MINAT orang asing untuk menetap dan menghabiskan hari tua di
Bali semakin bertambah. Tanah dibeli atau disewa dari penduduk
dan mereka pun mendirikan puri atau rumah-rumah biasa. Terutama
di Ubud, Sanur dan Kuta. Sehingga sejak beberapa waktu lalu
beberapa orang camat menghimbau penduduk agar tidak menjual atau
menyewakan tanahnya kepada orang yang bukan warganegara
Indonesia. Karena khawatir, jangan-jangan pada suatu saat kelak
orang Bali sendiri kehabisan tanah.
Orang-orang asing menurut undang-undang tidak diperkenankan
membeli atau menyewa tanah di negara ini. "Kecuali memiliki izin
tinggal," kata seorang pejabat Agraria Provinsi Bali. Dan untuk
memenuhi syarat itu berbagai cara ditempuh. Misalnya dengan
menikahi wanita atau pria Indonesia, atau hanya dengan sekedar
meminjam nama seorang pribumi. Tanah seluas 1 ha milik Cokorda
Agung, pemilik Puri Ubud, misalnya beberapa tahun lalu dijualnya
kepada seorang Belanda yang mengatasnamakan seseorang dari
Bandung.
Kepala Kantor Agraria Kabupaten Gianyar, Ida Bagus Sudibya
membenarkan adanya orang-orang asing di balik jual beli atau
sewa menyewa tanah serupa itu. Tapi ia tak bersedia memberi
perincian jumlahnya.
Menyewa tanah adalah cara yang paling banyak ditempuh
orang-orang asing itu. Saat ini pasaran sekitar Rp 1 juta untuk
tiap hektar tanah setahun. Seorang di antara penyewa itu adalah
Nyonya Louise, seorang wanita Amerika Serikat.

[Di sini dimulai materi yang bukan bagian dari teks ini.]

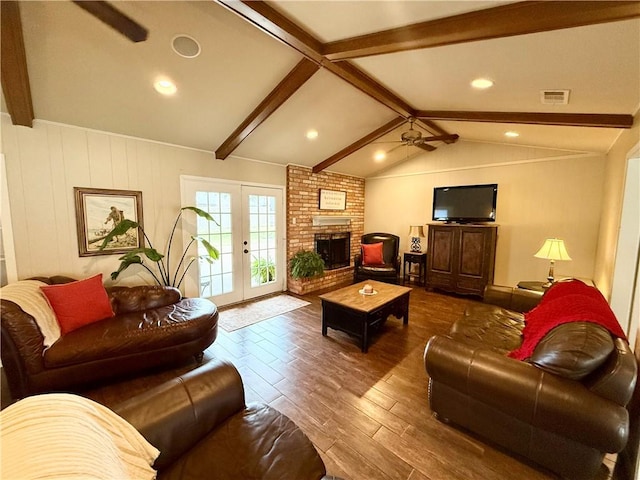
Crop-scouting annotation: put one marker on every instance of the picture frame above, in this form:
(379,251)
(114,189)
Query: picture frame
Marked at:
(98,211)
(332,200)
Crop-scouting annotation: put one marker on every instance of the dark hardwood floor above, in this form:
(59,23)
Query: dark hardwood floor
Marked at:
(367,414)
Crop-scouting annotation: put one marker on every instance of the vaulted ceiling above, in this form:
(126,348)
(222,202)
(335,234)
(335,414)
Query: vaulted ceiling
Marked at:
(354,71)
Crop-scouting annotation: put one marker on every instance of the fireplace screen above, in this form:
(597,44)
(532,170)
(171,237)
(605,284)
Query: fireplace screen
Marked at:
(334,248)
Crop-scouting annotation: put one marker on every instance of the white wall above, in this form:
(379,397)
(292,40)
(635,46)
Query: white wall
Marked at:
(45,162)
(541,194)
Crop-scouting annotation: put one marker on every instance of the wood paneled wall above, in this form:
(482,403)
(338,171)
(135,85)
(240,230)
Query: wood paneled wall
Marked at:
(45,162)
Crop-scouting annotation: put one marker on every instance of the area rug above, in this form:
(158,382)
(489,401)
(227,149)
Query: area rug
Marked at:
(250,313)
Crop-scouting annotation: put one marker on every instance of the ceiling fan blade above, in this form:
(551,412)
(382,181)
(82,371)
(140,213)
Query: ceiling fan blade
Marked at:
(453,137)
(425,146)
(394,148)
(115,19)
(388,141)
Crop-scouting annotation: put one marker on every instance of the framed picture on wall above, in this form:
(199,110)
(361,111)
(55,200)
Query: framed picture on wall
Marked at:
(98,211)
(332,200)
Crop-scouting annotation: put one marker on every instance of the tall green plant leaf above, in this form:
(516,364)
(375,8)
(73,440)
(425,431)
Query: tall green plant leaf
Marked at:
(201,213)
(211,250)
(137,256)
(125,262)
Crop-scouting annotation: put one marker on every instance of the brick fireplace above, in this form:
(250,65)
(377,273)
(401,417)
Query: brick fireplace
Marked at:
(305,220)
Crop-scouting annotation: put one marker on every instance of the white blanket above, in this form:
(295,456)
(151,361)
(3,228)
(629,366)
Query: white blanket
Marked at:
(64,436)
(28,296)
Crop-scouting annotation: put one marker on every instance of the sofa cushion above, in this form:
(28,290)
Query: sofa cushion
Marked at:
(573,350)
(490,327)
(554,311)
(129,334)
(372,254)
(79,303)
(258,443)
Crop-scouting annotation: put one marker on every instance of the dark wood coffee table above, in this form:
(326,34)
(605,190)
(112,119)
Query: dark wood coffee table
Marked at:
(355,313)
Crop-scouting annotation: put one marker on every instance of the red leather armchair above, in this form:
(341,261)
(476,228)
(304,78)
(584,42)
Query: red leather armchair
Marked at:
(389,271)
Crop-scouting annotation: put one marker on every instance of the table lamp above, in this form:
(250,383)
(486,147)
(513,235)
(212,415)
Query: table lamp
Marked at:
(416,232)
(553,249)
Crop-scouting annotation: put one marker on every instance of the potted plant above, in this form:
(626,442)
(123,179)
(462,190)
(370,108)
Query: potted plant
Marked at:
(138,256)
(263,270)
(306,264)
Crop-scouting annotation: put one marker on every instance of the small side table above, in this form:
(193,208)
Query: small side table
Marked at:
(415,258)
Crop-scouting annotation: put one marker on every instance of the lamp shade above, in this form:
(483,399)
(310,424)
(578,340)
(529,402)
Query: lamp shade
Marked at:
(416,231)
(553,249)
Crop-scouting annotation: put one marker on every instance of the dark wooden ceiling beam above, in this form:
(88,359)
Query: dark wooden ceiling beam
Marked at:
(115,19)
(503,21)
(287,87)
(559,119)
(358,144)
(14,73)
(265,17)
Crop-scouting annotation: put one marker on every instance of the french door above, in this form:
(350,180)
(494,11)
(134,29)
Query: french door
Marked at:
(248,233)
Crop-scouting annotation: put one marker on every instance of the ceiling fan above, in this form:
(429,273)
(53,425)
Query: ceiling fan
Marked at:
(414,138)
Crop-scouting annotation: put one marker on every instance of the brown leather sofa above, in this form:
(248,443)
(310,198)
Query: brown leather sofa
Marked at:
(203,429)
(152,326)
(563,408)
(389,271)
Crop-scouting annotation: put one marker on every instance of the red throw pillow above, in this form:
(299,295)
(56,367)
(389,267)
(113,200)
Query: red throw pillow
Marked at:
(372,254)
(78,303)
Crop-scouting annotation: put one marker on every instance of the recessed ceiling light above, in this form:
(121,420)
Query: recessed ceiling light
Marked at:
(482,83)
(185,46)
(379,156)
(165,86)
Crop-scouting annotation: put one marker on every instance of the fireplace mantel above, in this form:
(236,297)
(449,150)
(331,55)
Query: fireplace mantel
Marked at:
(324,220)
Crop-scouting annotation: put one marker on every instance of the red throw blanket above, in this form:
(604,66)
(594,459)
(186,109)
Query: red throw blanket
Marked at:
(565,302)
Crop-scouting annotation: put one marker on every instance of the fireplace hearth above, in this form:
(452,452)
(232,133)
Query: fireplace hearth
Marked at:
(334,248)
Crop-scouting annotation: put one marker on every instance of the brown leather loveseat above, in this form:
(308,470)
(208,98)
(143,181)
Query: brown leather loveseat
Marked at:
(563,407)
(204,430)
(152,326)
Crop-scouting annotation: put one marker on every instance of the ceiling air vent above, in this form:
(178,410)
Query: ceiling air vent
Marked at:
(554,97)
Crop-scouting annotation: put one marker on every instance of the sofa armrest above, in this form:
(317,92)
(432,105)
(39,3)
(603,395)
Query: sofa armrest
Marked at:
(22,347)
(177,414)
(522,391)
(516,299)
(140,298)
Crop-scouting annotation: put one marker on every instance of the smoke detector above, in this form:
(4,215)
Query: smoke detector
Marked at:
(554,97)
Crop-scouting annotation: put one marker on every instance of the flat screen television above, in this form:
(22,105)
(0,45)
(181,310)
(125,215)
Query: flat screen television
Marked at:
(465,203)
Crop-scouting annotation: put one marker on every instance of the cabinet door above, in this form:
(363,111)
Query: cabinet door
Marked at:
(442,257)
(475,264)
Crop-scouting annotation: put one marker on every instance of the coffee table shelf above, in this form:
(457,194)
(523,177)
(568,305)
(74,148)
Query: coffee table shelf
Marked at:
(352,312)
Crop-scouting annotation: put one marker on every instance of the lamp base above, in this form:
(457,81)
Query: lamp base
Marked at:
(415,244)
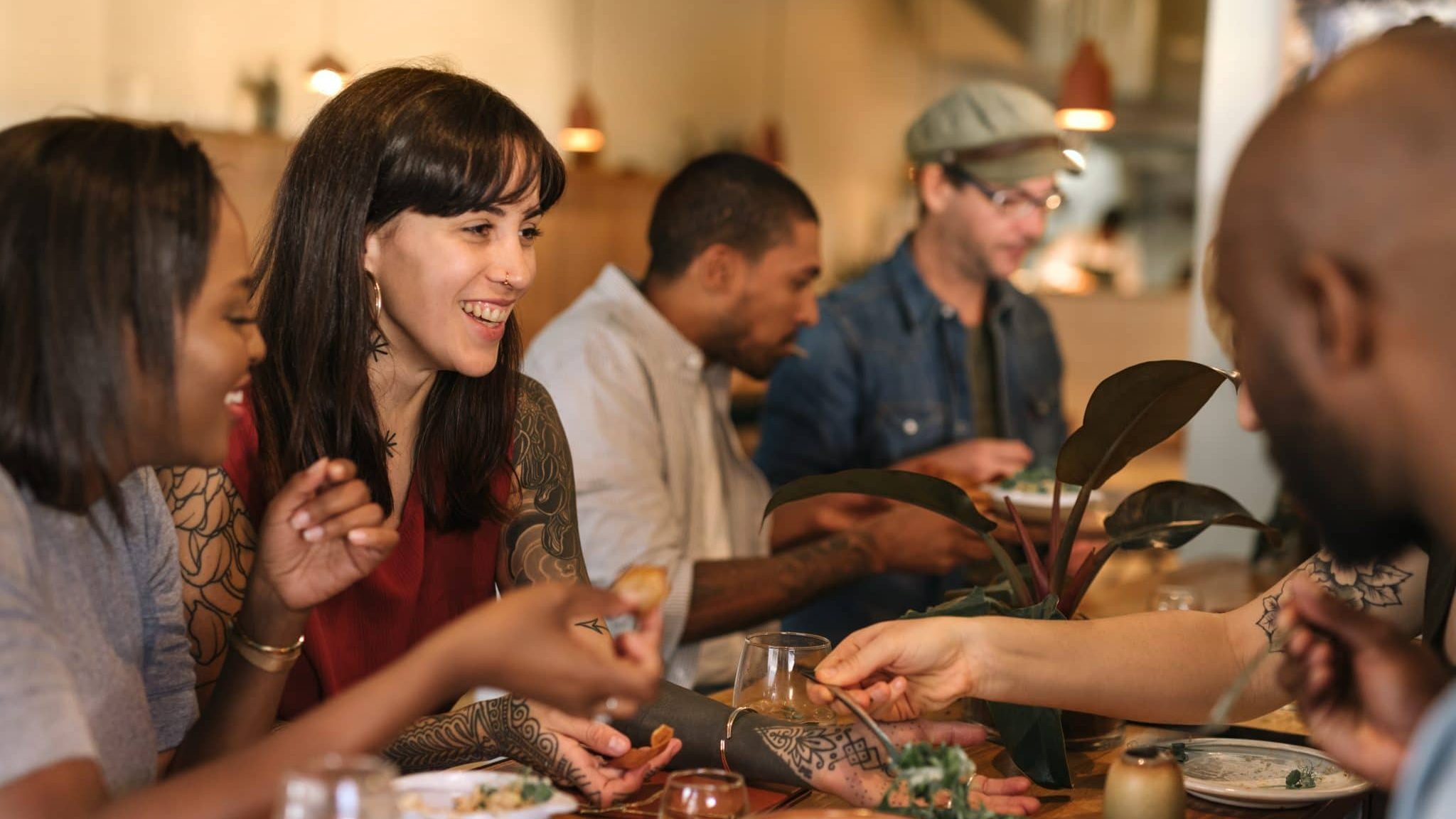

Nyonya itu begitu tertarik pada keindahan Bali. Sehingga pada
1973 ia memutuskan untuk menetap sambil memilih bercerai dari
suaminya. Untuk dapat mengontrak tanah ia melamar Nyoman Oka,
seorang pemandu wisata yang sudah dikenalnya, sebagai suami.
Nyoman menolak. Tapi ketika sang nyonya bertemu dengan Djodi
Setiawan, seorang pengusaha di Jakarta, lakilaki ini bersedia
meminjamkan namanya untuk urusan kontrak tanah itu. Syaratnya:
ia akan dijodohkan dengan seorang putri Louise yang waktu itu
masih ada di AS.
Djodi lantas mengadakan perjanjian mengontrak tanah dengan I
Wayan Munut, seorang pelukis yang bertindak atasnamakan para
pemilik tanah di Banjar Penestanan Klod, Desa Kedewatan, Ubud.
Dengan luas hampir 1 ha, tanah itu disewa Rp 800.000 untuk
jangka waktu 25 tahun (1973 - 1997). Tahun itu juga berdiri Puri
Maerakaca yang memiliki 18 kamar dan 7 bungalow.
Tapi akhir Februari lalu Nyonya Louise (56 tahun) yang kini
menjadi Nyonya Subur Rahardja, seorang guru silat terkenal di
Bogor, memasang iklan di Harian Asian Wall Street Journal yang
terbit di Hongkong. Puri Maerakaca hendak dijual dengan harga
US$435 ribu, atau Rp 270 juta lebih. Mengapa? "Jarang kami
pakai," jawab Subur Rahardja pada TEMPO di Bogor, "apalagi
karena pemeliharaannya rata-rata Rp 300 ribu tiap bulan."
Puri yang dilengkapi bale gede (pentas) untuk 100 penonton itu
selama ini memang lebih banyak sepi, karena tidak disewakan
untuk umum. "Paling-paling hanya kenalan pemiliknya," tutur
Alimin, pengelolanya.
Mendengar puri itu akan dijual, Wayan Munut repot. "Sebab kalau
jadi dijual, pembelinya bakal repot," katanya kepada TEMPO di
Bali. Djodi Setiawan yang ternyata urung jadi menantu Nyonya
Louise, ketika dihubungi Munut soal rencana penjualan puri itu,
tampaknya tak begitu peduli. "Terserah anda mengurusnya," jawab
Djodi seperti dikutip Wayan Munut. Nyonya Louise sendiri ketika
dihubungi tak bersedia menjelaskan apakah puri itu akan dijual
berikut tanahnya. Yang pasti, "antara saya dengan Djodi tak ada
konflik apa-apa," katanya. Ia juga tak bersedia mengungkapkan,
mengapa Djodi urung jadi menantunya.